Tim’s gone. My boy’s gone. He’s dead and gone and he ain’t ever coming back.

He listened to the sound of his own raspy breaths rising and falling. In his right ear, a slight drone of tinnitus that he’d developed ten days ago when one of the bastards holding his family and him hostage blasted a gun right beside him. It seemed such a minor problem at the time. It kept him awake at night, but it was something he told himself he’d get used to. Something he’d adapt to.

But now, he felt the volume of the drone creeping up a decibel, felt it scratching at the side of his skull and threatening to rip his brain out of its shell.

Tim’s gone he’s gone you lost him you loser lost him gone gone gone.

Matt cleared his throat to shift the sound of the drone, even just for a split second. His throat was raw and dry. He couldn’t remember the last time he’d had a drink or anything to eat, for that matter. He’d tried to eat some of the tomato soup Martha had made earlier, but the tanginess of it just made him want to puke.

And the redness. Rich, thick red, like blood.

Like the blood on Tim’s face.

Dripping out of his nostrils.

His eyes.

Bloodshot red.

Terrified.

Matt shook his head again. He could feel his heart picking up. He had to pull himself together. He had to be strong, for Karen. Karen was struggling. She was down there on the floor holding their fucking dead son while Matt just sat back on the bed and … and did what?

Nothing, as always. Nothing at all. You lost him. He’s dead. He’s—

“Karen,” Matt mumbled. But it was more to break the barrage of his own thoughts than anything.

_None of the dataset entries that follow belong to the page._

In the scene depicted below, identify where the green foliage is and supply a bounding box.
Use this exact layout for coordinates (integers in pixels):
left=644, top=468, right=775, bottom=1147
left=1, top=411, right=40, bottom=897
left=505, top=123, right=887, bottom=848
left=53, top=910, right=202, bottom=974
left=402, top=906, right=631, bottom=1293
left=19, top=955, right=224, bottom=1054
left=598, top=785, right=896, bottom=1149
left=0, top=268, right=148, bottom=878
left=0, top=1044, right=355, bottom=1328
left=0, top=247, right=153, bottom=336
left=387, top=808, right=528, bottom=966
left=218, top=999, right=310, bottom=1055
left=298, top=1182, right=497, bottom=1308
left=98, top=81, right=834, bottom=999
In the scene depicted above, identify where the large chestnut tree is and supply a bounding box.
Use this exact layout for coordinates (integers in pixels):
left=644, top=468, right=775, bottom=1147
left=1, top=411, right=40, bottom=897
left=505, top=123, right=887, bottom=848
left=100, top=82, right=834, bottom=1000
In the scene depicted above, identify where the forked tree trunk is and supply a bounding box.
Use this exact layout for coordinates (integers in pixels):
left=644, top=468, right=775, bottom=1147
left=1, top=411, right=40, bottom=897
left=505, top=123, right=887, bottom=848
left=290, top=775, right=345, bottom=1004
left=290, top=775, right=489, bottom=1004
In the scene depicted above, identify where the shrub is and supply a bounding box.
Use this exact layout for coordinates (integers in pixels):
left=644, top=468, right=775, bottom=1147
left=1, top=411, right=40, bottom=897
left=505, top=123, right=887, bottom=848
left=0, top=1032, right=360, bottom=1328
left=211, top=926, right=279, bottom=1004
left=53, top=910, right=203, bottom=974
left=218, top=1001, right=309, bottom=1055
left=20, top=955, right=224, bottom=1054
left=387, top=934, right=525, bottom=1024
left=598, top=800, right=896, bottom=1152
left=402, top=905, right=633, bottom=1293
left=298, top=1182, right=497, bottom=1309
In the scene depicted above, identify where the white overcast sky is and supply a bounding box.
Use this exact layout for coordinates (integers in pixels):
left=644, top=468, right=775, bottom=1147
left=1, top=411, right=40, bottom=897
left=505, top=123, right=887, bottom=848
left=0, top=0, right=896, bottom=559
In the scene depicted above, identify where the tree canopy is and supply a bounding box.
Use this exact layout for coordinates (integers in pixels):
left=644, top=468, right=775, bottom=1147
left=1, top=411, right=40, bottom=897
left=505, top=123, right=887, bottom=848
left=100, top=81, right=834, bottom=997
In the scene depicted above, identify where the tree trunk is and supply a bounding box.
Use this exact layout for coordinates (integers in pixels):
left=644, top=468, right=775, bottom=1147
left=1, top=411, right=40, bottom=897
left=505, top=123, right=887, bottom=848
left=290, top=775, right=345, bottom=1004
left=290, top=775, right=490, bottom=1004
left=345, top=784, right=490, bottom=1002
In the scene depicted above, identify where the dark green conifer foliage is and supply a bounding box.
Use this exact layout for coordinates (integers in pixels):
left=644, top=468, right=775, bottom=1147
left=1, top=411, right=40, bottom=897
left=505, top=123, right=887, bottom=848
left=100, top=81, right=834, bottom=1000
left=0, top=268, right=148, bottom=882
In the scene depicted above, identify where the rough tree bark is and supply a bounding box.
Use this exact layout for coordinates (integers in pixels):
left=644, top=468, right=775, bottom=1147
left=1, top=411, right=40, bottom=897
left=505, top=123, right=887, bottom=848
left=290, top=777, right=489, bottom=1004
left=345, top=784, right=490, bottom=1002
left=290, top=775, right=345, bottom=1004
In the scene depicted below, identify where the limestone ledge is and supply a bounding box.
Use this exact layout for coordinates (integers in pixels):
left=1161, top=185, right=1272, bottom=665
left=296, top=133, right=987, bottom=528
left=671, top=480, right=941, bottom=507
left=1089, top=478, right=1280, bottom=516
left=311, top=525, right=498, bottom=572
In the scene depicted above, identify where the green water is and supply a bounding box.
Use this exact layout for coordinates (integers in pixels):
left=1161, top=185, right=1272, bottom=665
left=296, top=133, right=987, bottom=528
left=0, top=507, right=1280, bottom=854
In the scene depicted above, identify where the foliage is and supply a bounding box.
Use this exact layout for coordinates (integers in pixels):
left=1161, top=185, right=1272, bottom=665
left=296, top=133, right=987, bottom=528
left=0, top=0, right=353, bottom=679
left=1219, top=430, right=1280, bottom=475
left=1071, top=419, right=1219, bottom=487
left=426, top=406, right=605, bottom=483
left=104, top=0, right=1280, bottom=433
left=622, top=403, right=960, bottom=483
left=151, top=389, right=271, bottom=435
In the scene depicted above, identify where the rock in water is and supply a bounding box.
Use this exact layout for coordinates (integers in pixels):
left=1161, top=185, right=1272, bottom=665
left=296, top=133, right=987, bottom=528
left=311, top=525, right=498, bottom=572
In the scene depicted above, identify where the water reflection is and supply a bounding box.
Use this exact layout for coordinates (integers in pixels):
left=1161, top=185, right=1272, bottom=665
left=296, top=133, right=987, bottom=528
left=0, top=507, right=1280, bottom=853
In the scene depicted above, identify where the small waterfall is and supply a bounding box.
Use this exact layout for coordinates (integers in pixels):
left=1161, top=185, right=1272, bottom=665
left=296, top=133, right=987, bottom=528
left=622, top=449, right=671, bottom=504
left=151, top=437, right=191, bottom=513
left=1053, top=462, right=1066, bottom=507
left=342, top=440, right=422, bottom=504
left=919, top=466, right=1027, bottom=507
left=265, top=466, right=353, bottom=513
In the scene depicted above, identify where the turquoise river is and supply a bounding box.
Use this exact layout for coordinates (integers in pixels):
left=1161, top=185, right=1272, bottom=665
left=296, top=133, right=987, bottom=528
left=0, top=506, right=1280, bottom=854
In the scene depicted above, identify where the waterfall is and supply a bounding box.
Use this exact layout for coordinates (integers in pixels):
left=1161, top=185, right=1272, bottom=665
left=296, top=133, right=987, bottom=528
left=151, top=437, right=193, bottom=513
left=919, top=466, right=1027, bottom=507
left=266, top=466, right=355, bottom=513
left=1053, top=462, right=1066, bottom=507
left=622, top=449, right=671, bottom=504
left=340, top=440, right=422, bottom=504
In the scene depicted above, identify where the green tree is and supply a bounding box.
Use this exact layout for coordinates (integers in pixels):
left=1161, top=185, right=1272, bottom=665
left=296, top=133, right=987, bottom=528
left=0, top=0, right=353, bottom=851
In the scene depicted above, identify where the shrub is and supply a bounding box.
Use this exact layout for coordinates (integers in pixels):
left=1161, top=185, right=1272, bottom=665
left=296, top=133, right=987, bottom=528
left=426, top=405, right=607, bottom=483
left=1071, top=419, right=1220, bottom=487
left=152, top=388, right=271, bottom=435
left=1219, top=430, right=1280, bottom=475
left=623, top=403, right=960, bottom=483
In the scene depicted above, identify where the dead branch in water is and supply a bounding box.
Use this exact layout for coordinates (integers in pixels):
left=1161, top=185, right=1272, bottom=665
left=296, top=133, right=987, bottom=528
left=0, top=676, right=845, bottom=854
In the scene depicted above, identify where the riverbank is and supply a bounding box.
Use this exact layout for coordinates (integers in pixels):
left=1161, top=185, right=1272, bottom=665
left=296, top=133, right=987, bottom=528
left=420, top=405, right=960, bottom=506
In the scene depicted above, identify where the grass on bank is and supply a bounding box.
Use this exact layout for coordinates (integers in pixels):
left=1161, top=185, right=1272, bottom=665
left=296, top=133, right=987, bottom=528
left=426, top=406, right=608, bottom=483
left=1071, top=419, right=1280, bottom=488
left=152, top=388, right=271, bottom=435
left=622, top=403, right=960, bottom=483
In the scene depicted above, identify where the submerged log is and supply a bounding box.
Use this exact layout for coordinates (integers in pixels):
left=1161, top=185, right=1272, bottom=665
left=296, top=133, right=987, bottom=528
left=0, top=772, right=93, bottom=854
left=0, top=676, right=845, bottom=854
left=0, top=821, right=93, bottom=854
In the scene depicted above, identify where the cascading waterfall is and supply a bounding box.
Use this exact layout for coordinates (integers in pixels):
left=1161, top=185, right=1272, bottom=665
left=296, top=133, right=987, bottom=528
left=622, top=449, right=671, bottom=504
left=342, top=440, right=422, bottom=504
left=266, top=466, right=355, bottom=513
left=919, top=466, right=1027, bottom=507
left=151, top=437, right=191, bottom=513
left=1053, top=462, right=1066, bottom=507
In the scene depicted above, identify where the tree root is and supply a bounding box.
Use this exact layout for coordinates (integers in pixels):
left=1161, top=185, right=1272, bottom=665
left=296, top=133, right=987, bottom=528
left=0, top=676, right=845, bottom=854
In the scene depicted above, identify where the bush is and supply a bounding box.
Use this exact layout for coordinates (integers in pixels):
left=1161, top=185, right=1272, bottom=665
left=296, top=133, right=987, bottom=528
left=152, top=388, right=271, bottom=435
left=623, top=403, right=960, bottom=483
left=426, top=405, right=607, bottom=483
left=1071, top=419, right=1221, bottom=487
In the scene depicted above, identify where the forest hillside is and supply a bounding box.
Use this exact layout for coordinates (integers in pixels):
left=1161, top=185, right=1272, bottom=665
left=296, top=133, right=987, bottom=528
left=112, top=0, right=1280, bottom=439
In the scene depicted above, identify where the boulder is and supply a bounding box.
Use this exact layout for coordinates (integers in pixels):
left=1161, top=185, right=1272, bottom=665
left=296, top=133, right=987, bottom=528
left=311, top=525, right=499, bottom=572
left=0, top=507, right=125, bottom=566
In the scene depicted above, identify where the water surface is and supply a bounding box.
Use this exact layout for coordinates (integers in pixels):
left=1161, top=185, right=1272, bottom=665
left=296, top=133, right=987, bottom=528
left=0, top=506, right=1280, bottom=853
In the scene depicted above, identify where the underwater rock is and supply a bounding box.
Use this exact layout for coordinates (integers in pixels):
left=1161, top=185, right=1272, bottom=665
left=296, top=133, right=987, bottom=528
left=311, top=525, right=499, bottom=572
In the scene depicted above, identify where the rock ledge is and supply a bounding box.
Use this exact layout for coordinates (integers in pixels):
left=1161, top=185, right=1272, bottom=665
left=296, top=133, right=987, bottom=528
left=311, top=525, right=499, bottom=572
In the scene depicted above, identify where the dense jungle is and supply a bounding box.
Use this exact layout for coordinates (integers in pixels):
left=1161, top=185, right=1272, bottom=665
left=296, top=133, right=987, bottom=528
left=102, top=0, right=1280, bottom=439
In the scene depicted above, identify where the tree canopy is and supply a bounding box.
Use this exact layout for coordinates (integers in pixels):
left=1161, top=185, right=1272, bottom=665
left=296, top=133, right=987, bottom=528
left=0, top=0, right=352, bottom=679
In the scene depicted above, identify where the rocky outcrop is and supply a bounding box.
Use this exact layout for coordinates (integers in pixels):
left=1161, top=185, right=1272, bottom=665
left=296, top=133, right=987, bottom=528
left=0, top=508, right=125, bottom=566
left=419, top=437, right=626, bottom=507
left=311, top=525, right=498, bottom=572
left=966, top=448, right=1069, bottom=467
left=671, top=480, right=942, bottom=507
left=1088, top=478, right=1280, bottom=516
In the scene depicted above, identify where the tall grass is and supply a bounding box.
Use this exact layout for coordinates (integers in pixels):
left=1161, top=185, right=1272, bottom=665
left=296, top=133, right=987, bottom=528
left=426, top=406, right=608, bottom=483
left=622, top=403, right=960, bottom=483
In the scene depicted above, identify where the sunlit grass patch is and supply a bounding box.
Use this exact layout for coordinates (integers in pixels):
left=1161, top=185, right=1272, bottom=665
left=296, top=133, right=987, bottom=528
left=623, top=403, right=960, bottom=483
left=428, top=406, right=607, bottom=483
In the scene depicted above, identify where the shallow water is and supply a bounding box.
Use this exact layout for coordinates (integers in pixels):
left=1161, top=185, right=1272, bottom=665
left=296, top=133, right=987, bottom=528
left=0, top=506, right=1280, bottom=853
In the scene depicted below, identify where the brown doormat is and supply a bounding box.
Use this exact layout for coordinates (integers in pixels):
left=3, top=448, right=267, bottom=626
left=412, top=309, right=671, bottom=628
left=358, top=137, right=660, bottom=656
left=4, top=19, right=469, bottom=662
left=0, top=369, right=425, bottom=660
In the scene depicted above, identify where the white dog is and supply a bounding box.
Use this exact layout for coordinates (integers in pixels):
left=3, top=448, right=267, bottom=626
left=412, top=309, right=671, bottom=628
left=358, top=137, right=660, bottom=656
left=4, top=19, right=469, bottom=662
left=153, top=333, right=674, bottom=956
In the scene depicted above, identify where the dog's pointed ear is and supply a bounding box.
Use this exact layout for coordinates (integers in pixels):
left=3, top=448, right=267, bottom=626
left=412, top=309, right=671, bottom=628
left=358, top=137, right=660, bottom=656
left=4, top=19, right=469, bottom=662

He listened for a response.

Nothing.

He didn’t say her name again. Couldn’t bring himself to wake her up. She needed time. He’d be cruel to deny her that. And sure, it was wrong clinging on to their dead boy like she was. But those rules of right and wrong were made in the old world. The world where other people decided what was right and what was wrong based on their own messed up ideas of how society should be. Things were different now. It was rare that a mother got a chance to lay next to her boy, to say a final goodbye to him. Merciful, almost. Cause Matt had seen what happened to most of the kids Tim’s age. Bites all over their necks. Stuffing their faces in the family dog, and the dog’s sad eyes looking up and wondering what in the hell they’d done to deserve such a betrayal.

It was peaceful to give Tim a goodbye like this. Different. Precious.

So Matt opened his eyes and pulled himself to the edge of the bed. He’d be damned if he didn’t get a chance to kiss his boy on the head one last time, stroke his dark, curly hair, hold him and Karen and pretend they were back at home on a Sunday morning when Tim used to hop in with them and they’d all just lay there, all sweet and perfect and together.

He reached the edge of the bed and he saw Karen move.

“I was just coming down there,” Matt said, and he realised then just how weak his voice was; how damned wiped out he sounded.

Karen looked at him. And at first, Matt thought he saw complete sadness and grief in her bloodshot eyes. They were so red. Red like he’d never seen.

And then he saw the blood drooling from her lips and he knew something was wrong.

“Karen? What’s …”

But Matt trusted his wife enough to allow her to stand.

Allow her to throw herself at him.

And when he started struggling, when he understood what was happening, he was already too late.

He felt Karen’s teeth stab the left side of his neck, heard his flesh tearing like scissors through a chicken fillet. And then he felt the blood. The warm spray of blood that fountained from the point of agony on the side of his neck covered his wife’s hair, covered the bed, covered the sleeping bag that his dead son lay under.

As Matt struggled to the edge of the bed, his wife scratching and snapping at him, he saw his son’s eyes staring up into nothingness. His body was still, his eyes were vacant. There wasn’t a glimmer of life in him.

Or a glimmer of undead.

And then he felt another bite sink into his left shoulder and he knew it was over.